In normal operation, that is to say when there is no disturbance in the 
supply of power of the direct voltage U via the line conductors 1, 2, the 
direct voltage U is balanced with respect to ground potential 0 V between 
the line conductor a and the line conductor b, that is to say the 
amplitude of the first positive part-voltage U1a is equal to the amplitude 
of the first negative part-voltage U1b and the value of the second 
positive part-voltage U2a is equal to the value of the second negative 
part-voltage U2b. This results in a voltage at the output of the first 
operational amplifier OP1 which results from the product of the feedback 
resistor R6 by the sum of the quotient of the second positive part-voltage 
U2a and of the resistor R4a and the quotient of the first negative 
part-voltage U1b and the resistor R5b. In this connection, the resistors 
R4a, R5b are dimensioned in a manner such that U2a/U1b=R4a/R5b. As a 
result, the ratio U2a/R4a becomes equal to the ratio U1b/R5b and the 
output voltage of the first operational amplifier OP1 becomes zero, that 
is to say there is no signalling of a disturbance via the signalling 
connection S. Resistors R4b, R5a are correspondingly dimensioned, that is 
to say the value of the resistor R4b corresponds to the value of the 
resistor R4a and the value of the resistor R5a corresponds to the value of 
the resistor R5b. Thus, the output voltage of the second operational 
amplifier OP2 also becomes zero in normal operation. 

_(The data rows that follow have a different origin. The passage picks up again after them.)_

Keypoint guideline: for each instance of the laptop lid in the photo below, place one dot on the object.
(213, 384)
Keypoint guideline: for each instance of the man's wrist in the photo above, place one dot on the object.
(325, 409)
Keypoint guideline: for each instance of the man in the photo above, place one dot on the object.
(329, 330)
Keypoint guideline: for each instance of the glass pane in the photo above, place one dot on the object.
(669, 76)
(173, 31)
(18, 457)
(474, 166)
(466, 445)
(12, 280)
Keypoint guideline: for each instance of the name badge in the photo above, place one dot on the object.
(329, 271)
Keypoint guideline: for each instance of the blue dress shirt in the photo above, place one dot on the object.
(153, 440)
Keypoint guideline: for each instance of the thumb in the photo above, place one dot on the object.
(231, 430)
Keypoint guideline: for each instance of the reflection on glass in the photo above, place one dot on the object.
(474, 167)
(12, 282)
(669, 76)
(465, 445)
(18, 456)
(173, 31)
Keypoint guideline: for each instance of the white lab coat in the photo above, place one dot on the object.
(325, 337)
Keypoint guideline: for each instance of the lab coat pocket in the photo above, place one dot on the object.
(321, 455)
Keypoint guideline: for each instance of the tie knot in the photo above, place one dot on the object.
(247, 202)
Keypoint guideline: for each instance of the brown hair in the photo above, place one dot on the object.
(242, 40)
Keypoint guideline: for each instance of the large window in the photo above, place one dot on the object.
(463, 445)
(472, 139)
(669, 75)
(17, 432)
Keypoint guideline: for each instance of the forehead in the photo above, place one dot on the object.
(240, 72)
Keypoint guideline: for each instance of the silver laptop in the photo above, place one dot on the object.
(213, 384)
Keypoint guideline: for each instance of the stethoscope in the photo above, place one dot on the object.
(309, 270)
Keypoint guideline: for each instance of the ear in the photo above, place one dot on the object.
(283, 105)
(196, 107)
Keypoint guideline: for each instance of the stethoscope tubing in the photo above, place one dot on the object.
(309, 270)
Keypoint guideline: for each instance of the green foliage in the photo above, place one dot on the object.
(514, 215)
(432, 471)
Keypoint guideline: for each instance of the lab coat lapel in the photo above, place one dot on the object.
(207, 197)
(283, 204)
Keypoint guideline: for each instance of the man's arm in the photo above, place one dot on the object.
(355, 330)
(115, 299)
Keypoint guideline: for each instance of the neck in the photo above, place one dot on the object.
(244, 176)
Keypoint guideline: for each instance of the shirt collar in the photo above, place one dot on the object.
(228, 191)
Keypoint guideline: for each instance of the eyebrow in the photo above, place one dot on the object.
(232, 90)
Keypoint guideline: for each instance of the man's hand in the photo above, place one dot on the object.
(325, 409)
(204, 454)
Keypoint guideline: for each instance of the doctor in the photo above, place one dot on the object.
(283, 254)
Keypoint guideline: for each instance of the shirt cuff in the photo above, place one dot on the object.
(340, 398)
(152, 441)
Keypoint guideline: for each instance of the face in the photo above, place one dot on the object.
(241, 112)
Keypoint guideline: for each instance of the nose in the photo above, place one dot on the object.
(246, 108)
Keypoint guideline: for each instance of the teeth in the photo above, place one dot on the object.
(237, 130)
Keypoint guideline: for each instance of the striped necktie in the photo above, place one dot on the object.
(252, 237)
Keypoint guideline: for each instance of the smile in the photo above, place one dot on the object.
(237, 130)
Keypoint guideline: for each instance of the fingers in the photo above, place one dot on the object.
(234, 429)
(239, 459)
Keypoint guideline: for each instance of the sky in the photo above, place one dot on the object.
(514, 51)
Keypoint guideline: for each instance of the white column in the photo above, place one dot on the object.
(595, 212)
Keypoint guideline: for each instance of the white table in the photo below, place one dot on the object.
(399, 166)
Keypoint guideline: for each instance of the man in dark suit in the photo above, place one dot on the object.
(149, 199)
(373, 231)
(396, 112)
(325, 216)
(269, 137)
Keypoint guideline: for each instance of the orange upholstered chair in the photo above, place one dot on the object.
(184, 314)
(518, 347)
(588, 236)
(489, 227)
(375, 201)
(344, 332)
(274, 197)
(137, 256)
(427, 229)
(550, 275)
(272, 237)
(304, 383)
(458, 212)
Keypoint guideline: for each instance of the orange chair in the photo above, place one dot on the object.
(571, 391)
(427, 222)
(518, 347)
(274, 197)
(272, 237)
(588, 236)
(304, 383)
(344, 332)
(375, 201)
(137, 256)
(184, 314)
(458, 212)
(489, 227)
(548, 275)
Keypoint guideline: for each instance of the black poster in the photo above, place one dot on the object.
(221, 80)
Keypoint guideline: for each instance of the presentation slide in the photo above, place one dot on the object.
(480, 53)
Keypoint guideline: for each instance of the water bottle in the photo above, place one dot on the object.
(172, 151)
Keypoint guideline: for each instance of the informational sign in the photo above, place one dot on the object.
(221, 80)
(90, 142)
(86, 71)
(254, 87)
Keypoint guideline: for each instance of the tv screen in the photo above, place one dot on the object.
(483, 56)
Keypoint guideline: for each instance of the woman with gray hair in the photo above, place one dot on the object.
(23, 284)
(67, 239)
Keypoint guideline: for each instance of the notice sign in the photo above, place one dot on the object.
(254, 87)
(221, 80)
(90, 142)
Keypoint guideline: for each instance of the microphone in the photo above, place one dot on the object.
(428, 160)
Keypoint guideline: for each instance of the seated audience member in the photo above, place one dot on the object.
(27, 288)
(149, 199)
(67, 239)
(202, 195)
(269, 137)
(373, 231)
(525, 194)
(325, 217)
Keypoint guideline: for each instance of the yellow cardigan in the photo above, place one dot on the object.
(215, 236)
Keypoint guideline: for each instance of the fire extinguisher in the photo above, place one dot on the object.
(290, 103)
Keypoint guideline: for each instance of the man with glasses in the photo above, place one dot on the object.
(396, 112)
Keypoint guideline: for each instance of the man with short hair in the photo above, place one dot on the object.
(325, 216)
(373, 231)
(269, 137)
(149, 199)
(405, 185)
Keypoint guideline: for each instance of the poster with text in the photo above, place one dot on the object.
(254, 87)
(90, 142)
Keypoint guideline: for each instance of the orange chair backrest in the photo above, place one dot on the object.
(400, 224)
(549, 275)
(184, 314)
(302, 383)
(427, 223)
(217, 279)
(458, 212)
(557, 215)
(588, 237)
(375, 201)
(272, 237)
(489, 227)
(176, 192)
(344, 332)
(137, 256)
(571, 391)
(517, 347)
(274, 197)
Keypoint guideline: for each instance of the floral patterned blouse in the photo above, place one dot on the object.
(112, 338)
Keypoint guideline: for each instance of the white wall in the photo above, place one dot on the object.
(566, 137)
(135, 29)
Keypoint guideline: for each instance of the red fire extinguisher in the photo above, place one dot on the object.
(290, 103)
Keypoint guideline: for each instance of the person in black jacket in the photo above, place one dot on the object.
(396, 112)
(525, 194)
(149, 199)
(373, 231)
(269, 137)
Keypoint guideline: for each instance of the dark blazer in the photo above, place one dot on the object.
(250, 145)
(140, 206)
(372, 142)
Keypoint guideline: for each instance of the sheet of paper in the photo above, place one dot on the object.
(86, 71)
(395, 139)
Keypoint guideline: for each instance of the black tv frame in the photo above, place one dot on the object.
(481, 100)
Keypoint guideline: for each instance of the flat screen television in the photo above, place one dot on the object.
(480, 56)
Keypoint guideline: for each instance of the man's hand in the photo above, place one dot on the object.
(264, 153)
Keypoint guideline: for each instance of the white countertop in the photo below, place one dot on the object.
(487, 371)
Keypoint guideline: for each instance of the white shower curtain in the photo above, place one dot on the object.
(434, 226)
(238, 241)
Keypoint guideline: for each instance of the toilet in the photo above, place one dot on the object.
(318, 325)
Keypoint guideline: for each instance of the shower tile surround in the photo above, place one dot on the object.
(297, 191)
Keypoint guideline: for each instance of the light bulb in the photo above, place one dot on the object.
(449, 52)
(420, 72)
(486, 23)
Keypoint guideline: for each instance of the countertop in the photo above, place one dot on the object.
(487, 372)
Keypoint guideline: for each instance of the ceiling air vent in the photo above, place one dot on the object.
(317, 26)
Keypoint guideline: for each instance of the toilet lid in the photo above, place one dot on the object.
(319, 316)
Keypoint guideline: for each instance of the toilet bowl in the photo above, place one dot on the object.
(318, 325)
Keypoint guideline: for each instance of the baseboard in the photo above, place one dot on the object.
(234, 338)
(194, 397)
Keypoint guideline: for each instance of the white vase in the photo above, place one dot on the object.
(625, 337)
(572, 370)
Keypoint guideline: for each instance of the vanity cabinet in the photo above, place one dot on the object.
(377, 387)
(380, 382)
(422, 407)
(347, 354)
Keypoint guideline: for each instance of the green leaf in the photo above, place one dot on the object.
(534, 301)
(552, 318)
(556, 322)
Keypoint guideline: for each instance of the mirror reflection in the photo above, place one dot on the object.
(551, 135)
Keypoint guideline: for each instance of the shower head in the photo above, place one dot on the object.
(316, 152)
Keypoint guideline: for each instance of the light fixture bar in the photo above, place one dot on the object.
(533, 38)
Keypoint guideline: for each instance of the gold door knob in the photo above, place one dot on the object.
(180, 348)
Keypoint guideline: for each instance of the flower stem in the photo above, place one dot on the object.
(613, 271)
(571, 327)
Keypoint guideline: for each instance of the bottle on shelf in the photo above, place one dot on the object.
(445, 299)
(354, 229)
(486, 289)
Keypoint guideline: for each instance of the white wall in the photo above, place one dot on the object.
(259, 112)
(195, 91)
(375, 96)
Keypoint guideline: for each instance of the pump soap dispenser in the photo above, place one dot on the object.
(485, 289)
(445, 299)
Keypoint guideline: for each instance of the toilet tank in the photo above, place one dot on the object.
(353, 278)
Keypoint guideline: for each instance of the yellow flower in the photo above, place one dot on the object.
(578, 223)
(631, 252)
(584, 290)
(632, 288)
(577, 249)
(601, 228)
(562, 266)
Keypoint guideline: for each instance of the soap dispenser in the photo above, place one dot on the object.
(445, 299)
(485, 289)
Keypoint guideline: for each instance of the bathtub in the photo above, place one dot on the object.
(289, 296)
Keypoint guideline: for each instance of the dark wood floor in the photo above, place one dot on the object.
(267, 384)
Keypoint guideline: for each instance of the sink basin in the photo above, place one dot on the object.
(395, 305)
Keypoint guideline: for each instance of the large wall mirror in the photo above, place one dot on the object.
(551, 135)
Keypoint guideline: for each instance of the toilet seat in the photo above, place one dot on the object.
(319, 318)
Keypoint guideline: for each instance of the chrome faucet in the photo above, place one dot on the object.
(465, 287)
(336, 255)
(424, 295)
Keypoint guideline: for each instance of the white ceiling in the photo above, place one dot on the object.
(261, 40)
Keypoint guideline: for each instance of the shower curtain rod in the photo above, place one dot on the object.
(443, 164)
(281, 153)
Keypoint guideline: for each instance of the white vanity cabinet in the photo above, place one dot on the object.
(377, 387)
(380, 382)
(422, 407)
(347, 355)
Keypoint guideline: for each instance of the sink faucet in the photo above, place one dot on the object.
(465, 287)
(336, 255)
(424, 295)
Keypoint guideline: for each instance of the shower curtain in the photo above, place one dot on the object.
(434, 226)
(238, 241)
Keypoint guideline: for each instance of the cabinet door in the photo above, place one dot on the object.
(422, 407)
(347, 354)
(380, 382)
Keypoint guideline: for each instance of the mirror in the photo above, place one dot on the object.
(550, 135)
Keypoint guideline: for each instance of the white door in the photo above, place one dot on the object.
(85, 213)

If, however, there is an unbalance of the direct voltage U with respect to 
ground potential 0 V, and thus also an unbalance of the positive and 
negative part-voltages, for example, due to a disturbance caused by 
digging work, the ground of the quotient U2a/R4a is no longer equal to the 
value of the quotient U1b/R5b. As a result, the output voltage of the 
first operational amplifier OP1 also assumes a value which differs from 
zero and which causes, for example, a light-emitting diode to be operated 
via the signalling connection S and thus signals the disturbance. The 
signalling connection S is correspondingly activated via the second 
operational amplifier OP2. 
The operating threshold of the operational amplifiers OP1, OP2, is 
determined via the resistors R1a, R2a and R1b, R2b respectively. In this 
connection, the operating threshold in the illustrative embodiment shown 
in the FIGURE is selected to be proportional to the direct voltage U which 
can assume, for example, values of between 30 and 1,200 volts in a 
practical circuit arrangement. In a further embodiment, not shown in the 
FIGURE, the resistors R2a, R2b are replaced, for example, by Zener diodes. 
Thus, the operating threshold can be selected to be constant, that is to 
say independent of the current value of the direct voltage U. Instead of 
the operational amplifiers OP1, OP2, for example, comparators can also be 
used, the output of which can be evaluated with the aid of a 
microprocessor.